Quelles seront les implications de cette démarche sur le processus électoral en cours ?

Sur la base de cette la loi interprétative donc, le législateur pourra éclairer les uns et les autres. Cela relève du pouvoir législatif qu’il exerce. Par rapport aux implications, à priori il ne devrait en avoir que sur les communes n’ayant pu élire leurs Maires et/ou qui ont porté le contentieux au niveau de la Cour suprême. La loi interprétative devrait simplement permettre à l’organe chargé du contentieux d’aider lesdites communes à avoir leurs dirigeants.

Quelles sont les causes selon vous de toutes ces instabilités juridiques ou révisions régulières du code électoral ?

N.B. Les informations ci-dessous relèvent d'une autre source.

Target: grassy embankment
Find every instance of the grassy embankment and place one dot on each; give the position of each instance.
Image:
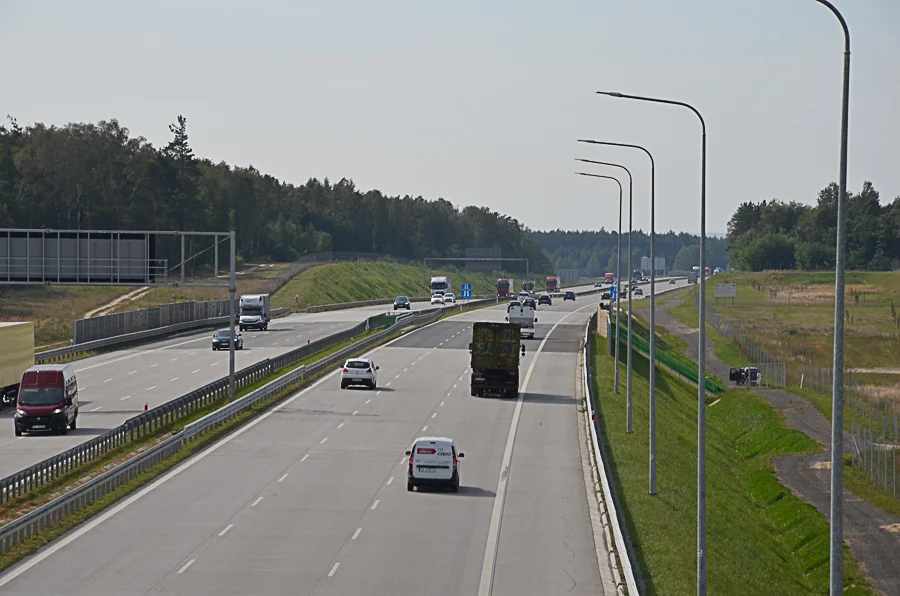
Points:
(348, 282)
(761, 539)
(52, 309)
(855, 480)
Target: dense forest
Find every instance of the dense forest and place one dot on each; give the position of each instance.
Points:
(100, 176)
(594, 253)
(777, 235)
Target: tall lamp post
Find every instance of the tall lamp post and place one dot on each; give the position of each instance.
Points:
(618, 268)
(701, 365)
(652, 462)
(836, 583)
(628, 383)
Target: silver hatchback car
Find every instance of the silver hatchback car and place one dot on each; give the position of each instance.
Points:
(359, 371)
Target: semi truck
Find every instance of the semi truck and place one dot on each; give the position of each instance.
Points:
(440, 285)
(16, 356)
(504, 287)
(523, 316)
(496, 349)
(255, 312)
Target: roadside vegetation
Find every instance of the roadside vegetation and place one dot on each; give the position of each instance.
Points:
(761, 538)
(855, 480)
(349, 282)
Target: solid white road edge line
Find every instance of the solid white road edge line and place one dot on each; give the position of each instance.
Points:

Je ne parlerai pas “d’instabilités juridiques” car cela peut se traduire par “vide juridique”. Ce qui n’est le cas actuellement car la norme existe, juste son interprétation et par ricochet son application pose problème. Aucune œuvre humaine n’est parfaite et la recherche quotidienne de “clarté, d’accessibilité et d’intelligibilité de la loi qui sont des caractéristiques érigées en principes à valeur constitutionnelle dans le droit positif béninois” peuvent expliquer et justifier cet état de chose décrié par tous. Je dirai même que ces types de blocages juridiques constituent pour nous une chance nous obligeant et le législateur surtout à œuvrer pour le respect de ces caractéristiques de la loi, érigées en principes. Ce, après avoir pris conscience des limites de nos textes de lois.

Comment y remédier définitivement ?

Un remède définitif n’existe malheureusement pas. Car, les lois sont votées au regard des contextes tant juridiques que socio-économiques et elles méritent adaptation ou toilettage au fur et à mesure que ces contextes évoluent ou changent.

Un mot de fin ?

J’appelle tout simplement en dépit de tout, les uns et les autres au calme et à laisser le législateur dans son rôle. La loi (le texte en lui même) existe mais l’on ne peut la dissocier de l’esprit de la loi qui fait appel à son interprétation en vue de son application. Et cela justifie d’ailleurs la jurisprudence abondante, l’existence des revirements jurisprudentiels, qui constituent tous des sources du droit. Je vous remercie.